MerlinProcessor(remote_processor=None, session=None, microbatch_size=32, timeout=3600.0, max_shots_per_call=None, chunk_concurrency=1, token=None, *, processor=None) remote_processor is deprecated; pass remote processors through processor=.

Execution

forward(module, input, *, nsample=None, timeout=None) -> torch.Tensor
forward_async(module, input, *, nsample=None, timeout=None) -> Future
- future.job_ids: list[str]
- future.status() -> dict
- future.cancel_remote() -> None

Lifecycle

cancel_all() -> None
Context manager (with MerlinProcessor(...) as proc:)

Estimation

estimate_required_shots_per_input(layer, input, desired_samples_per_input) -> list[int]

History

get_job_history() -> list[RemoteJob]
clear_job_history() -> None

Version Notes

session parameter added for ISession-based backends (Scaleway). Exactly one of processor, remote_processor, or session must be provided. remote_processor is deprecated and remains supported for compatibility. A given session then uses its remote processor from the session.build_remote_processor() method to define the available commands. Both remote paths support chunking and chunk_concurrency — each chunk gets an independent RemoteProcessor via session.build_remote_processor().

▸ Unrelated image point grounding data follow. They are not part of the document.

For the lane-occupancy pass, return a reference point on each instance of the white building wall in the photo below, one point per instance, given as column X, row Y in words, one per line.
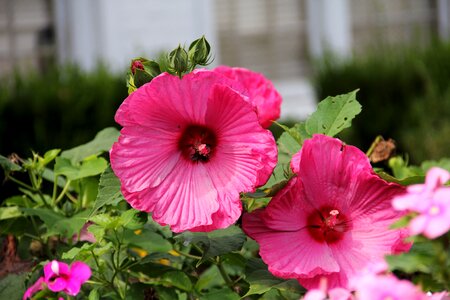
column 115, row 31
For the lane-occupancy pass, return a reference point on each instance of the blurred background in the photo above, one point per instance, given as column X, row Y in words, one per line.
column 63, row 62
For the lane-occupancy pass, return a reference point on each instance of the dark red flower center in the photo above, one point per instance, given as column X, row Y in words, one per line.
column 136, row 64
column 197, row 143
column 328, row 225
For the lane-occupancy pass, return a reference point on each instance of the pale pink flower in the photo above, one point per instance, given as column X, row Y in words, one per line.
column 188, row 147
column 444, row 295
column 431, row 200
column 261, row 92
column 36, row 287
column 330, row 220
column 59, row 277
column 322, row 293
column 382, row 287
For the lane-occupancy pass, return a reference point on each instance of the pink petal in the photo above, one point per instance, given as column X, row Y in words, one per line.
column 260, row 91
column 435, row 178
column 418, row 224
column 330, row 175
column 57, row 285
column 244, row 149
column 340, row 294
column 285, row 212
column 315, row 294
column 289, row 254
column 73, row 287
column 36, row 287
column 63, row 268
column 80, row 271
column 186, row 199
column 436, row 226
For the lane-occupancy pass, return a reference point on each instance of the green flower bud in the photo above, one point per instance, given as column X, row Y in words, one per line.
column 178, row 60
column 199, row 52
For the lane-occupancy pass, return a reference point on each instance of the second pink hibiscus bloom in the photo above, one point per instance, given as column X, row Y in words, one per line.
column 330, row 220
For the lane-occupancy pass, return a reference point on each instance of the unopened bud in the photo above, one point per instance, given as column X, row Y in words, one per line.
column 199, row 51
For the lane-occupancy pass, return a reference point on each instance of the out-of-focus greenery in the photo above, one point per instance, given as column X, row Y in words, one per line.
column 405, row 94
column 61, row 108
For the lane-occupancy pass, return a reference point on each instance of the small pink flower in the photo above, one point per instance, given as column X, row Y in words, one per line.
column 382, row 287
column 261, row 92
column 322, row 293
column 59, row 277
column 431, row 200
column 36, row 287
column 188, row 147
column 437, row 296
column 330, row 220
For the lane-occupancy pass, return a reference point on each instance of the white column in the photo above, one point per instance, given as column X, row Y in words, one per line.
column 329, row 27
column 115, row 31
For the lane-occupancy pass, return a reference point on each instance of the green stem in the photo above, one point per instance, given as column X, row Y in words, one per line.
column 224, row 273
column 22, row 184
column 55, row 188
column 63, row 192
column 187, row 254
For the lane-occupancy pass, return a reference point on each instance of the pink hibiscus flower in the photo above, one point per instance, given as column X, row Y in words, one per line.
column 36, row 287
column 330, row 220
column 261, row 92
column 59, row 277
column 431, row 200
column 188, row 147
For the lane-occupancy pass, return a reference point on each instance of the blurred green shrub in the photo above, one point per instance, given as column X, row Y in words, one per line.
column 405, row 94
column 62, row 108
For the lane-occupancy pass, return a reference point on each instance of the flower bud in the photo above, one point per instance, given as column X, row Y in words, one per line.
column 199, row 51
column 178, row 60
column 142, row 71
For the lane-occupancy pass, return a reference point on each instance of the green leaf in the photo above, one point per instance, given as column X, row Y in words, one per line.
column 67, row 227
column 333, row 114
column 12, row 286
column 8, row 165
column 108, row 191
column 443, row 163
column 209, row 279
column 404, row 181
column 215, row 243
column 101, row 143
column 147, row 240
column 10, row 212
column 49, row 217
column 421, row 258
column 89, row 167
column 133, row 219
column 48, row 157
column 165, row 293
column 177, row 279
column 222, row 294
column 261, row 280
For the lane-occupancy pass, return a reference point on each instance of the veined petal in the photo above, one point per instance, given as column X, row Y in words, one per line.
column 137, row 152
column 329, row 175
column 186, row 199
column 289, row 254
column 242, row 141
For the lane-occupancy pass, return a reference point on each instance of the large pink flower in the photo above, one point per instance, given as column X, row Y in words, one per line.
column 36, row 287
column 59, row 277
column 188, row 147
column 330, row 220
column 260, row 91
column 431, row 200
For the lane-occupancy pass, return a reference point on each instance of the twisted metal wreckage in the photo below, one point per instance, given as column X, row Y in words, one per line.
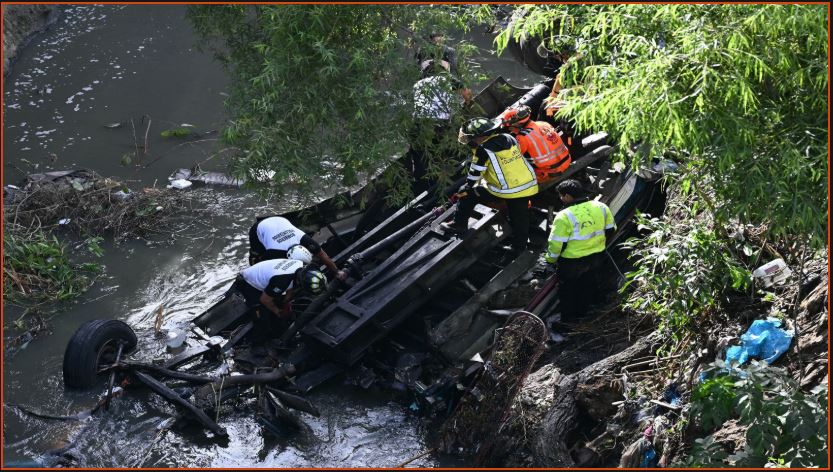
column 411, row 312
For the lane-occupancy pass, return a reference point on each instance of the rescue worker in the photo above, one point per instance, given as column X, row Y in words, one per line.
column 437, row 97
column 275, row 236
column 539, row 142
column 577, row 244
column 498, row 173
column 274, row 284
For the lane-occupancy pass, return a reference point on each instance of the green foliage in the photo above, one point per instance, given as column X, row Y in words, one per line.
column 682, row 272
column 712, row 401
column 37, row 269
column 737, row 92
column 321, row 94
column 785, row 425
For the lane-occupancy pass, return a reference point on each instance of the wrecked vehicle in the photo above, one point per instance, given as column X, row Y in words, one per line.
column 410, row 315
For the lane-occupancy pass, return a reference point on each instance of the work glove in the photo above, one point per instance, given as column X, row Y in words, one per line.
column 544, row 269
column 462, row 193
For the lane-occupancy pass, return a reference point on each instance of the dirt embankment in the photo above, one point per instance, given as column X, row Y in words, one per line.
column 20, row 24
column 601, row 403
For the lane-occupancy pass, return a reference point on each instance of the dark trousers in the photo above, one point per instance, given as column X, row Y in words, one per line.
column 580, row 284
column 517, row 212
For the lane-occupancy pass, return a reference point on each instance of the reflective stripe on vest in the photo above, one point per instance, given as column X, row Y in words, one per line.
column 581, row 245
column 509, row 175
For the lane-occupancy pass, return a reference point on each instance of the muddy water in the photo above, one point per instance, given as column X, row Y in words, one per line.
column 102, row 65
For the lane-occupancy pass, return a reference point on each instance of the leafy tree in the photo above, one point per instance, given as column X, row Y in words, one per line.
column 322, row 94
column 736, row 92
column 784, row 424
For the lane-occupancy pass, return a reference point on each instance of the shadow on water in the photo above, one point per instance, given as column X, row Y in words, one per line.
column 107, row 64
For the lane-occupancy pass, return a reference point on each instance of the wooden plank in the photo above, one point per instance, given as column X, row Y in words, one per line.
column 171, row 396
column 237, row 335
column 295, row 402
column 316, row 377
column 173, row 374
column 186, row 356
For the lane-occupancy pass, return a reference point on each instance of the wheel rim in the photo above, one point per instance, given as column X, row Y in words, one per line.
column 106, row 355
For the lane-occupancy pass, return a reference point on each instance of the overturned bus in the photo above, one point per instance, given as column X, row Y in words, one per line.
column 412, row 311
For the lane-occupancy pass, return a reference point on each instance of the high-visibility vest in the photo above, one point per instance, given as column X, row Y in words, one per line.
column 548, row 153
column 582, row 228
column 508, row 174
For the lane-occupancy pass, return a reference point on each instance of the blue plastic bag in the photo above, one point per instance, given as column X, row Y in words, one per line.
column 764, row 340
column 649, row 459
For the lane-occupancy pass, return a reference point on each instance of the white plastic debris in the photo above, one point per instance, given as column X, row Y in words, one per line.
column 665, row 166
column 180, row 184
column 122, row 195
column 772, row 272
column 175, row 339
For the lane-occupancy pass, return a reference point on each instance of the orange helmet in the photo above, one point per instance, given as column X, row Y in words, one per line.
column 516, row 117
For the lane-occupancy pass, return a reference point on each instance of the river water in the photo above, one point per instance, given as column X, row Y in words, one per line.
column 104, row 65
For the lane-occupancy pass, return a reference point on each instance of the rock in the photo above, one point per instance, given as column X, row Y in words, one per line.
column 20, row 24
column 731, row 435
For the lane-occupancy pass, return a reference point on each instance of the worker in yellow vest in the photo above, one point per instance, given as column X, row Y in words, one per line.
column 497, row 172
column 577, row 244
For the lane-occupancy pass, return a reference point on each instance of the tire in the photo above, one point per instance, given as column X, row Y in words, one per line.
column 94, row 343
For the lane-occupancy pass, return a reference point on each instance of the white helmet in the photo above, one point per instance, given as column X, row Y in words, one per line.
column 299, row 253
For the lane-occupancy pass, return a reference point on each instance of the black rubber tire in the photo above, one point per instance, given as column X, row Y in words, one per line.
column 94, row 343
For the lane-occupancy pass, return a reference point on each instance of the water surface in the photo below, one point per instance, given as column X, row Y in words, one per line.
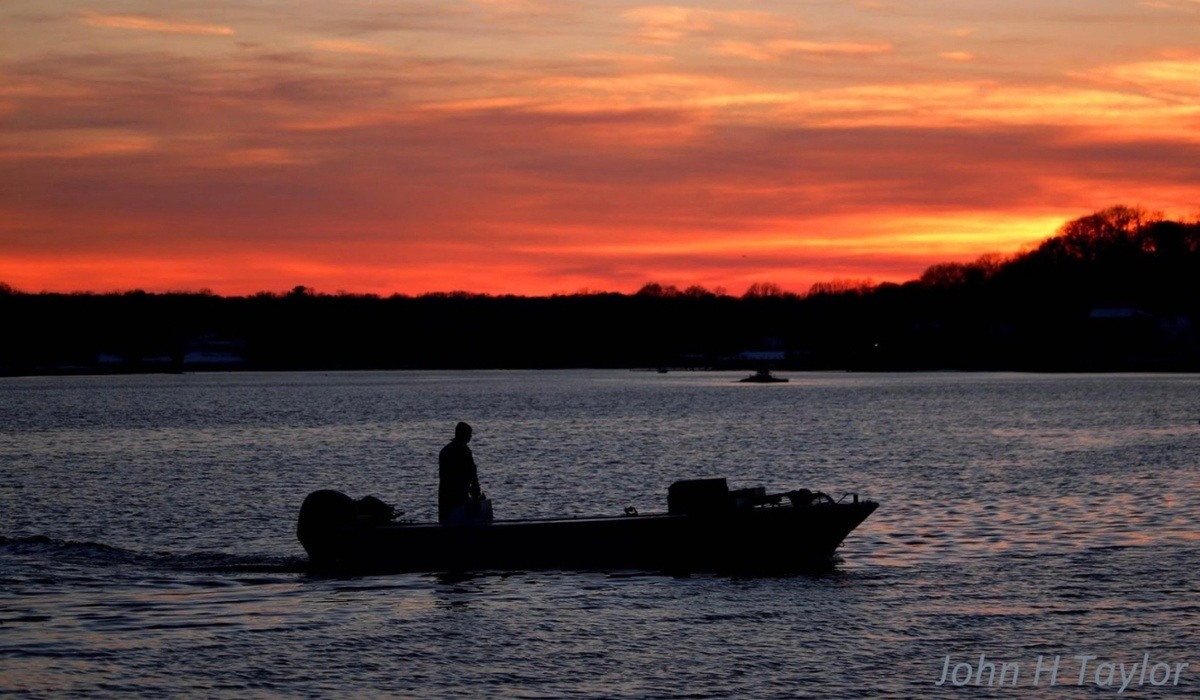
column 149, row 544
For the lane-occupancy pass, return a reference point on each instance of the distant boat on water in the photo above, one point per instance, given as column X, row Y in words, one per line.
column 763, row 377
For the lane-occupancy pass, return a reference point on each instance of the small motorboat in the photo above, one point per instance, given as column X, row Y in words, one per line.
column 763, row 377
column 707, row 527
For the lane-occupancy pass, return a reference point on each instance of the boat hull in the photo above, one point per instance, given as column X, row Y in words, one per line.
column 766, row 539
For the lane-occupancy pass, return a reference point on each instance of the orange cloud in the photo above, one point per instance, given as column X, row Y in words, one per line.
column 153, row 24
column 777, row 49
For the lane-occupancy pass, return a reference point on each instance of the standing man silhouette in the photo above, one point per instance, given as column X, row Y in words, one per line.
column 459, row 495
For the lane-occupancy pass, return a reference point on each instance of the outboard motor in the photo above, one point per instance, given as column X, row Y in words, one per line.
column 321, row 514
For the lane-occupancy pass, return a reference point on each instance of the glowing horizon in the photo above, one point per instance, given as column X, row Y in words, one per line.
column 525, row 147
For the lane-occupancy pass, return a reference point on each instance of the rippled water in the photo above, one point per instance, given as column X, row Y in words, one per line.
column 149, row 545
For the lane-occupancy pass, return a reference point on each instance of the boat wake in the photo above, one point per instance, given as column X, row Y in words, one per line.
column 40, row 549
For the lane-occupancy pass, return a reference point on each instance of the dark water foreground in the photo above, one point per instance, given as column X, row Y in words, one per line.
column 1045, row 524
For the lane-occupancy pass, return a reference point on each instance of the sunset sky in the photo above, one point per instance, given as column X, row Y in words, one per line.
column 539, row 147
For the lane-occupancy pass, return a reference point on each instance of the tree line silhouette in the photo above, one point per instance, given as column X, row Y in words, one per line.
column 1117, row 289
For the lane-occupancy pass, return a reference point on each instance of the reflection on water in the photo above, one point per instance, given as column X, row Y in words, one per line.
column 149, row 545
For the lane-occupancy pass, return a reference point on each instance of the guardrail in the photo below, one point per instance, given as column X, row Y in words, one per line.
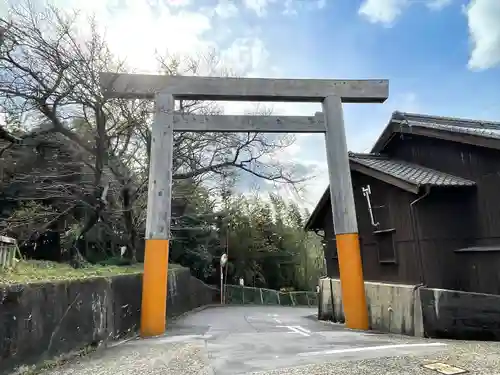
column 8, row 248
column 241, row 295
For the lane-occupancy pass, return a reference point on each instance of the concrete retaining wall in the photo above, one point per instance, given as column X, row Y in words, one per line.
column 391, row 307
column 40, row 321
column 461, row 315
column 410, row 310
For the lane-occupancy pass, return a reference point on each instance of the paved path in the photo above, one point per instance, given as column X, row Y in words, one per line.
column 280, row 340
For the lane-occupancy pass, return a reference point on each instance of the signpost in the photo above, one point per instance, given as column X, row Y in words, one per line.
column 166, row 89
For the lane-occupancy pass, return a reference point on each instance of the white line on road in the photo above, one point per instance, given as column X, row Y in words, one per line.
column 368, row 348
column 303, row 329
column 297, row 329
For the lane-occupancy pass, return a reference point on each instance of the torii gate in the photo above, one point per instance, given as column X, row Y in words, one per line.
column 165, row 89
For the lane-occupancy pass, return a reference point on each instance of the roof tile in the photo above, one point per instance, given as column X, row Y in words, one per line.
column 412, row 173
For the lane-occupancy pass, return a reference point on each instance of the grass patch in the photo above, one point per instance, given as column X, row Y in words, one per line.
column 36, row 271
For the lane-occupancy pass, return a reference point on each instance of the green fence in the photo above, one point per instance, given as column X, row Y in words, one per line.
column 244, row 295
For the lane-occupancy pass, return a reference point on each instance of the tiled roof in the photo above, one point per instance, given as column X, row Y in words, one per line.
column 407, row 121
column 408, row 172
column 475, row 127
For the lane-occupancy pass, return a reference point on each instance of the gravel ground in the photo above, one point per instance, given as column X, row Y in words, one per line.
column 474, row 357
column 260, row 340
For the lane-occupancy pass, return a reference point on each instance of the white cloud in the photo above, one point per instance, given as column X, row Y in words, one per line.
column 387, row 11
column 438, row 4
column 178, row 3
column 484, row 30
column 258, row 6
column 382, row 11
column 226, row 9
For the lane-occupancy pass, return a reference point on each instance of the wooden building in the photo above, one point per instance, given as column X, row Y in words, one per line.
column 433, row 185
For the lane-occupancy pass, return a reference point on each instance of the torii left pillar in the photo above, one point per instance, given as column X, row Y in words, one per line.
column 154, row 282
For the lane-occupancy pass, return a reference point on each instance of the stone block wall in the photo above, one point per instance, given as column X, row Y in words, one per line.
column 40, row 321
column 417, row 311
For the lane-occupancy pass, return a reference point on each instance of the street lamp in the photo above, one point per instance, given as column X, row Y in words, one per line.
column 223, row 262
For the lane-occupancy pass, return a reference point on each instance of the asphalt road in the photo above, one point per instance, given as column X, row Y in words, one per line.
column 280, row 340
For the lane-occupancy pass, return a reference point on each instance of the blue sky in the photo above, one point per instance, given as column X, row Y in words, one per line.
column 441, row 56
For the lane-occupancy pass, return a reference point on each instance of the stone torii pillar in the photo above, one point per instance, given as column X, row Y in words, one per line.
column 331, row 93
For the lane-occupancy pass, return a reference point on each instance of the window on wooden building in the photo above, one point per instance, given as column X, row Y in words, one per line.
column 329, row 247
column 385, row 245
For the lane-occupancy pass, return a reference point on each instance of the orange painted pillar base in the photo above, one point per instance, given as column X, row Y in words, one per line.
column 154, row 288
column 351, row 281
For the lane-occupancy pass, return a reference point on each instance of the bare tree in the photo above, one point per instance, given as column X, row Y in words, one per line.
column 49, row 74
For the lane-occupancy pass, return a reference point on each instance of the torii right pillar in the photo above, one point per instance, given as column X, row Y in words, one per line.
column 344, row 216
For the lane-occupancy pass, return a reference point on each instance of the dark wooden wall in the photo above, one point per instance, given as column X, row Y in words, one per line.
column 391, row 209
column 476, row 222
column 447, row 221
column 479, row 164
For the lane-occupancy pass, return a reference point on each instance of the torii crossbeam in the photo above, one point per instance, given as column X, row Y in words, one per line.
column 331, row 93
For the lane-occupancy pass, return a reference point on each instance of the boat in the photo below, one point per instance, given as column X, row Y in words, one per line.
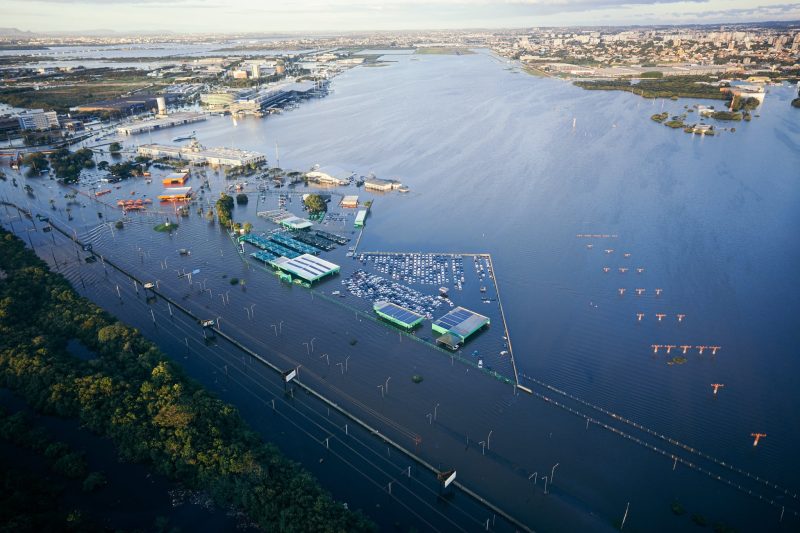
column 184, row 137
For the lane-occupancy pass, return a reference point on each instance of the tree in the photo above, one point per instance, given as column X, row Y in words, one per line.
column 315, row 203
column 94, row 481
column 36, row 163
column 224, row 207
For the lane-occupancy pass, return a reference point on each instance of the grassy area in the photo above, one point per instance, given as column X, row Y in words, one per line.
column 533, row 71
column 666, row 87
column 81, row 88
column 166, row 227
column 660, row 117
column 444, row 51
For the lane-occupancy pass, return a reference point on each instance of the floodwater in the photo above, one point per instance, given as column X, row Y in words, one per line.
column 495, row 165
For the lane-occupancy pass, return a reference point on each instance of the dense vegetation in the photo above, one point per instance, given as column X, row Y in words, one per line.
column 81, row 87
column 315, row 204
column 666, row 87
column 36, row 163
column 224, row 207
column 747, row 103
column 131, row 393
column 726, row 115
column 660, row 117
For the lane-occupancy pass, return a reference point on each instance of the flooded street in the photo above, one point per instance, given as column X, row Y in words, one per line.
column 576, row 219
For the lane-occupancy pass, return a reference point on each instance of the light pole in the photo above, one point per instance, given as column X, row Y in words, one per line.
column 553, row 471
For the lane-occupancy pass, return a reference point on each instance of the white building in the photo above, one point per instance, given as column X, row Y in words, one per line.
column 38, row 119
column 377, row 184
column 197, row 153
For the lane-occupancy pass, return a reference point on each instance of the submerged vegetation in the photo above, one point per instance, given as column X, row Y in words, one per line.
column 132, row 394
column 166, row 227
column 224, row 208
column 665, row 87
column 660, row 117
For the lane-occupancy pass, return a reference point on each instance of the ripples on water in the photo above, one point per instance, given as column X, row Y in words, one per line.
column 495, row 166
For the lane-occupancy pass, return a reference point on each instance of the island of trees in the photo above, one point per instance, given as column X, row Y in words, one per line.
column 134, row 395
column 663, row 87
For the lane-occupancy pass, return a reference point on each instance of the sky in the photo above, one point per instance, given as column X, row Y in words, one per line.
column 271, row 16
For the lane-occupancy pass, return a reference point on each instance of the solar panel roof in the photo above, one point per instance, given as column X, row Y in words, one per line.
column 461, row 321
column 397, row 312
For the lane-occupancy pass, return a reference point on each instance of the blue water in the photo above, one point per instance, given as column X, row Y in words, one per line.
column 495, row 165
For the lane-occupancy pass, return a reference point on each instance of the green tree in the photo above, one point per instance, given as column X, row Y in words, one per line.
column 224, row 208
column 315, row 203
column 36, row 163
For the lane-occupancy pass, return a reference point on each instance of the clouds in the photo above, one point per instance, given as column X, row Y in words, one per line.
column 221, row 16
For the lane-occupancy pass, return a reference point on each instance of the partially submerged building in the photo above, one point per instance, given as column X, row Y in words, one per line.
column 197, row 153
column 176, row 194
column 457, row 326
column 397, row 315
column 306, row 267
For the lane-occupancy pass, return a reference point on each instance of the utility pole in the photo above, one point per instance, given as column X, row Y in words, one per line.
column 625, row 516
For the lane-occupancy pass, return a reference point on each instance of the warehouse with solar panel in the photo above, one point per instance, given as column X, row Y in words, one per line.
column 397, row 315
column 457, row 326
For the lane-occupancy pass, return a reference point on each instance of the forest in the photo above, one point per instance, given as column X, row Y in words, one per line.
column 134, row 395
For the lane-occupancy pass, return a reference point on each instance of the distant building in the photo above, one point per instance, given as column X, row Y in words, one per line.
column 9, row 124
column 197, row 153
column 361, row 218
column 176, row 119
column 176, row 178
column 129, row 104
column 72, row 124
column 378, row 184
column 325, row 178
column 350, row 202
column 176, row 194
column 38, row 119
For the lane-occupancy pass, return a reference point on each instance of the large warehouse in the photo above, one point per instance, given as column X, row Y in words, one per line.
column 457, row 326
column 197, row 153
column 306, row 267
column 397, row 315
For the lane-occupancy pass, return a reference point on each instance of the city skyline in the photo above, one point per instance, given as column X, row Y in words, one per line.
column 212, row 16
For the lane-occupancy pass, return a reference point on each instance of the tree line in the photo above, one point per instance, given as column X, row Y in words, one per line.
column 131, row 393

To see the available commands and backend name, call the backend_capabilities attribute of the MerlinProcessor.
If the probs command is available and nsample is None or 0, the processor will run a probabilities simulations. Otherwise, sampling simulations or quantum executions will be done.
MeasurementStrategy.probs(computation_space=...) replaces the older no_bunching flag and bare computation_space parameter on QuantumLayer. Both ComputationSpace.FOCK (bunched) and ComputationSpace.UNBUNCHED are fully supported for cloud execution.
Default chunk_concurrency is 1 (serial intra-leaf).
Failed chunks are retried up to 3 times with exponential backoff. Cancellation and timeout errors propagate immediately.
max_shots_per_call sets the maximum number of samples sent in a
single call. When nsample > max_shots_per_call, the call is limited to max_shots_per_call samples, which prevents Perceval from silently clamping the requested sample count. The default max_shots_per_call is 100 000.